Bühler Group has announced it has acquired Austrian confectionery machine manufacturer The Haas Group as it aims to complement its consumer foods product portfolio.
As a global leader in the field of production systems for wafers, biscuits and baked goods, Haas has a global workforce of 1,750, manufacturing sites in six countries and sales revenues of around €300 million.
Bühler said the deal will provide its customers new opportunities for diversifying. While both companies operate in the same markets and often serve the same clients, there will be no overlapping of services upon completion of the deal.
Stefan Scheiber, CEO Bühler, believes the two companies are ‘identically positioned as quality providers’ and that they have the same corporate cultures as family-owned businesses that are based on trust and committed to sustainability.
“It is hard to imagine a better basis for successful integration, and we will do everything in our power to generate added value for both our customers and our employees,” he said.
Bühler will make its global network of about 100 service stations accessible to Haas customers, develop complete solutions for the production of wafers, biscuits, and confectionery with chocolate, and integrate Haas into its innovation management network.

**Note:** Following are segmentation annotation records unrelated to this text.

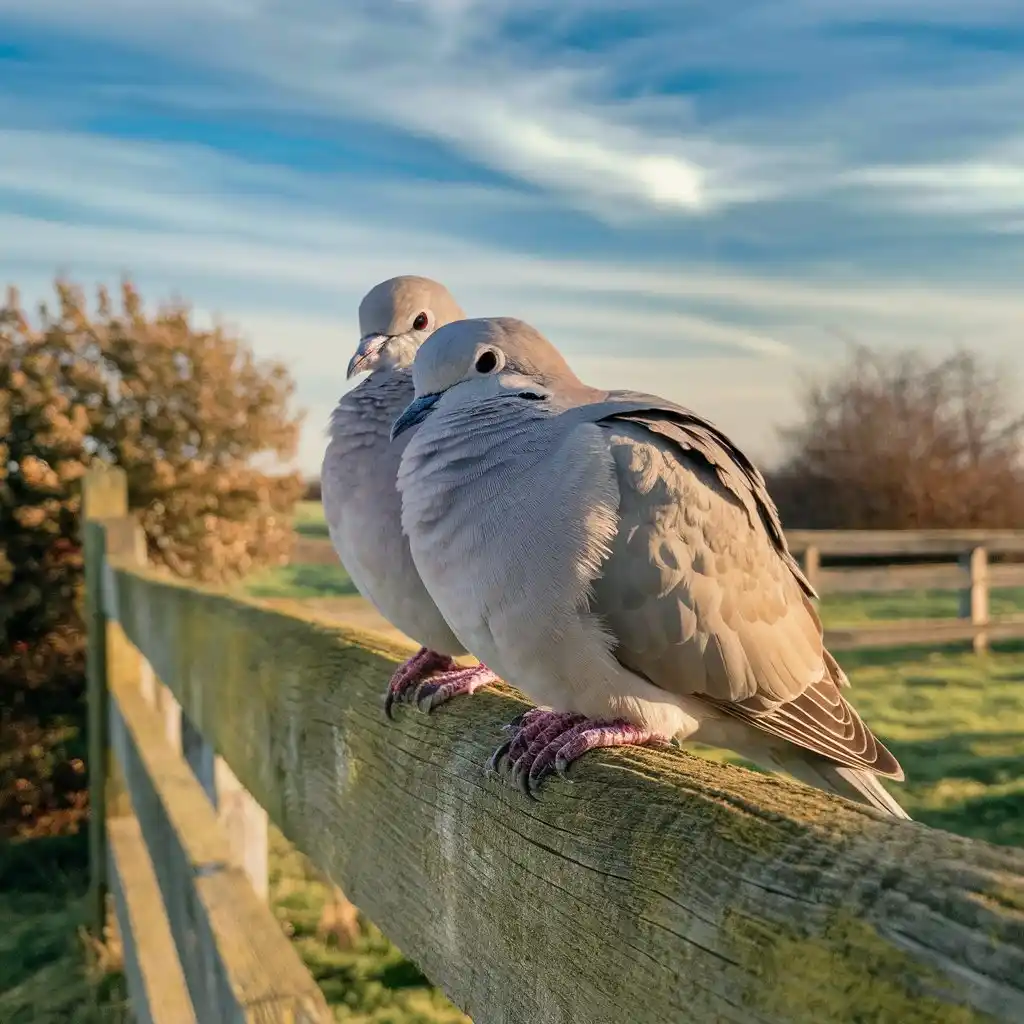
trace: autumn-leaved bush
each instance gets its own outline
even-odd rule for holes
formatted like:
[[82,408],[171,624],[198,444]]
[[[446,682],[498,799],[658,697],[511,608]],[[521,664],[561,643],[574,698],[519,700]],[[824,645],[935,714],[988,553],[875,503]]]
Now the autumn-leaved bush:
[[857,346],[802,399],[769,480],[787,528],[1024,528],[1024,402],[997,362]]
[[[11,753],[27,694],[82,690],[88,466],[123,467],[151,561],[204,582],[286,561],[303,489],[298,473],[266,468],[287,464],[298,440],[282,364],[195,326],[182,305],[146,312],[131,285],[116,309],[100,291],[94,312],[79,289],[56,292],[35,318],[13,291],[0,307],[0,816],[38,797],[32,784],[18,797]],[[39,727],[24,733],[34,748],[46,745]]]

Member of The Haas Group Supervisory Board Johann Haas said: “Today’s market and technology trends, whose impact and speed will continue to increase, have prompted us to take this step.”
He continued by saying that the capability of offering complete solutions and of further automating and digitising them will become increasingly important in the future. He believes that this requires a certain corporate size with a strong global presence and the related customer proximity, as well as high capital investment power.
“Bühler offers precisely this environment,” he added. “It is for this reason that we sought exclusive talks with them on the change in ownership, and we are glad to have found a sound and future-oriented solution for all the parties involved.”
The acquisition is subject to the approval of the antitrust authorities. The closing of the transaction is scheduled for the end of 2017 and the two parties have agreed not to disclose any contract details.